An enthusiastic group of Greeters met at the New-York Historical Society to learn about the trade and immigration history between China and the United States.
Susan Meeker, our docent, took us back in time with her wealth of information. Pictures and displays brought her words to life.
We started in 1784, when the Empress of China ship left New York harbor for China to bring back much-loved treasures: tea, porcelain, wallpaper, silks and Shanghai roosters! America sent back furs, silver from Mexico and American ginseng, a plant widely used in Chinese medicine, as trade.
In the early 19th century, Chinese immigrants weren’t allowed U.S. citizenship, yet we were happy to use them as a cheap source of labor for projects including our transcontinental railroad. Pictures showed massive cliffs where many Chinese laborers died working with explosives. When the railroad was finished, we asked those who had survived to leave!
By 1882, the Chinese Exclusion Act was passed – the first time race and class were written into law. The Exclusion Act was replaced by a series of severely restrictive immigration laws for many countries. The final law was the 1924 Immigration Act which allowed just 105 Chinese immigrants each year.

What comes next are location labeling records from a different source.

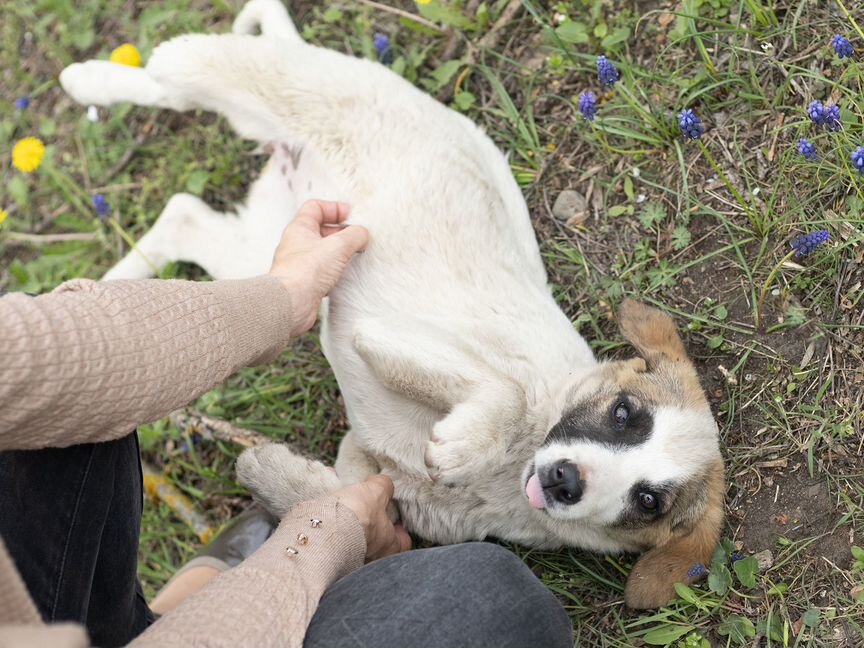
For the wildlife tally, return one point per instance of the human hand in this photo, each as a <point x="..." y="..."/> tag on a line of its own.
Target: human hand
<point x="314" y="251"/>
<point x="368" y="500"/>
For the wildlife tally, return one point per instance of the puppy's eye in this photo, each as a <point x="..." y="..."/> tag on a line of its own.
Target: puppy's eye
<point x="620" y="414"/>
<point x="647" y="501"/>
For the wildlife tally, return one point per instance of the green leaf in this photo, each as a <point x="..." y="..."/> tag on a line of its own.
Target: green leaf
<point x="196" y="182"/>
<point x="719" y="579"/>
<point x="774" y="631"/>
<point x="811" y="618"/>
<point x="746" y="570"/>
<point x="680" y="238"/>
<point x="573" y="32"/>
<point x="84" y="38"/>
<point x="464" y="100"/>
<point x="665" y="634"/>
<point x="652" y="213"/>
<point x="442" y="75"/>
<point x="737" y="628"/>
<point x="686" y="593"/>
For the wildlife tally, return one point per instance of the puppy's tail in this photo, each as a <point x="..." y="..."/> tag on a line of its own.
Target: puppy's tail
<point x="268" y="16"/>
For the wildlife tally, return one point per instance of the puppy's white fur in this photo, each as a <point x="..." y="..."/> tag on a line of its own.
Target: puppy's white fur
<point x="453" y="358"/>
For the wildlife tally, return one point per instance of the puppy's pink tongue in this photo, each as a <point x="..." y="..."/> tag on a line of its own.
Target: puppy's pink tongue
<point x="534" y="491"/>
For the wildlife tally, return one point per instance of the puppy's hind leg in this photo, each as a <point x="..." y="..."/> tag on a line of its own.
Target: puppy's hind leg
<point x="188" y="230"/>
<point x="269" y="16"/>
<point x="280" y="479"/>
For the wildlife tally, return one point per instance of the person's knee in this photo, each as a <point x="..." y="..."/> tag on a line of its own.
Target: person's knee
<point x="513" y="594"/>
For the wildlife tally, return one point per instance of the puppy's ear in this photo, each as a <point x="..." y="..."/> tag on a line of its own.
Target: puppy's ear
<point x="652" y="580"/>
<point x="651" y="332"/>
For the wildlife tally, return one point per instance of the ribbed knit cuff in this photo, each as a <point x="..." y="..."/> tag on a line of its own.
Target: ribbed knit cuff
<point x="259" y="315"/>
<point x="328" y="540"/>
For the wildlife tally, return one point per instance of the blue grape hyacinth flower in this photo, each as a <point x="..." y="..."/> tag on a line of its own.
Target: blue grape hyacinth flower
<point x="832" y="118"/>
<point x="691" y="125"/>
<point x="588" y="105"/>
<point x="606" y="71"/>
<point x="807" y="149"/>
<point x="842" y="46"/>
<point x="383" y="49"/>
<point x="103" y="209"/>
<point x="826" y="116"/>
<point x="858" y="159"/>
<point x="806" y="243"/>
<point x="816" y="111"/>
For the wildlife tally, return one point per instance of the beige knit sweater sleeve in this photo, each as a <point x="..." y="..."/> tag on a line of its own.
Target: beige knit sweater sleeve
<point x="269" y="599"/>
<point x="92" y="360"/>
<point x="88" y="363"/>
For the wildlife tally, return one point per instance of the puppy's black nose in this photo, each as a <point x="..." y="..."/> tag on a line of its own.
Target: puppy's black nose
<point x="561" y="481"/>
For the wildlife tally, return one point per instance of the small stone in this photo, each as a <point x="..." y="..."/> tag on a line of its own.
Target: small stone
<point x="765" y="560"/>
<point x="568" y="204"/>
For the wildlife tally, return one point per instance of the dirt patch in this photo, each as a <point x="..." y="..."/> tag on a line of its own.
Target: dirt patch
<point x="796" y="507"/>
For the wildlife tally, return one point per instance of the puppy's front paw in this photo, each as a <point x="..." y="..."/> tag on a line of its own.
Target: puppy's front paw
<point x="456" y="456"/>
<point x="280" y="479"/>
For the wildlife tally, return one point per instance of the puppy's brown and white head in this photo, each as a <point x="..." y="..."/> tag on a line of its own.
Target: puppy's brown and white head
<point x="633" y="455"/>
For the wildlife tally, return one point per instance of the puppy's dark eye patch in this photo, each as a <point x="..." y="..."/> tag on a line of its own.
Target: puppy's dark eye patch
<point x="620" y="414"/>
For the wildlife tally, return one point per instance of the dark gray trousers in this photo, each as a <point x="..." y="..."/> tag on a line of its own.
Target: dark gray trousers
<point x="475" y="595"/>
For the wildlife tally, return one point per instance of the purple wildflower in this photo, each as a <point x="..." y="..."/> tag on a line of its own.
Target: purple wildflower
<point x="832" y="118"/>
<point x="382" y="47"/>
<point x="858" y="159"/>
<point x="842" y="46"/>
<point x="691" y="125"/>
<point x="806" y="243"/>
<point x="697" y="571"/>
<point x="606" y="72"/>
<point x="826" y="116"/>
<point x="816" y="111"/>
<point x="807" y="149"/>
<point x="103" y="209"/>
<point x="588" y="105"/>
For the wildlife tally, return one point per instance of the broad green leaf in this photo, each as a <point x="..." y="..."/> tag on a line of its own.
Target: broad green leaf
<point x="573" y="32"/>
<point x="196" y="182"/>
<point x="739" y="629"/>
<point x="665" y="634"/>
<point x="746" y="570"/>
<point x="719" y="579"/>
<point x="811" y="618"/>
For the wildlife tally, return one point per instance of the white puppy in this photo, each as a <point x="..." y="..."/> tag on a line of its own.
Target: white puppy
<point x="462" y="378"/>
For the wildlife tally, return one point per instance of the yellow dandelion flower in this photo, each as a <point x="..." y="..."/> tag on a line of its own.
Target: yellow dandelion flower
<point x="126" y="54"/>
<point x="27" y="154"/>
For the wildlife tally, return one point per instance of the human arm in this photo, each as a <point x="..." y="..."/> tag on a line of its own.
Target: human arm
<point x="270" y="598"/>
<point x="92" y="360"/>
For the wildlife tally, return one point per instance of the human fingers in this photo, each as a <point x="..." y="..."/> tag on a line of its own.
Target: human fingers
<point x="349" y="241"/>
<point x="320" y="213"/>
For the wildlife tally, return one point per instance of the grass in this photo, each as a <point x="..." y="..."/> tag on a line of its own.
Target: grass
<point x="697" y="228"/>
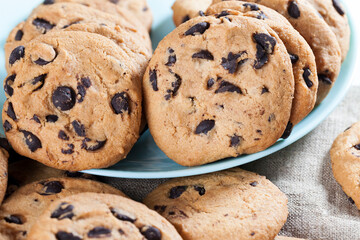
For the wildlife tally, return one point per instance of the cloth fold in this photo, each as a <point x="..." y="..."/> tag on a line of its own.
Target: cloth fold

Angel Island opened in 1910. It was a bleak, intimidating “Immigration Station” in San Francisco Bay, where Chinese men and women were separated from each other and detained for up to two years. Life-sized pictures of the detainees were poignant and unnerving.
When communists took over mainland China in 1949, the United States suspended diplomatic ties for decades. In 1972, the exchange of ping pong players (known as Ping Pong Diplomacy) marked a thaw in U.S. – China relations. This paved the way for a visit to Beijing by President Richard Nixon.
The last part of the exhibit was a relief compared to much of the shameful memorabilia we’d seen. Enclosed in a glass case was a majestic, bejeweled Chinese dragon from an 1888 parade in California. This powerful dragon seemed to be sending a message to the United States: We shall persevere – just you wait!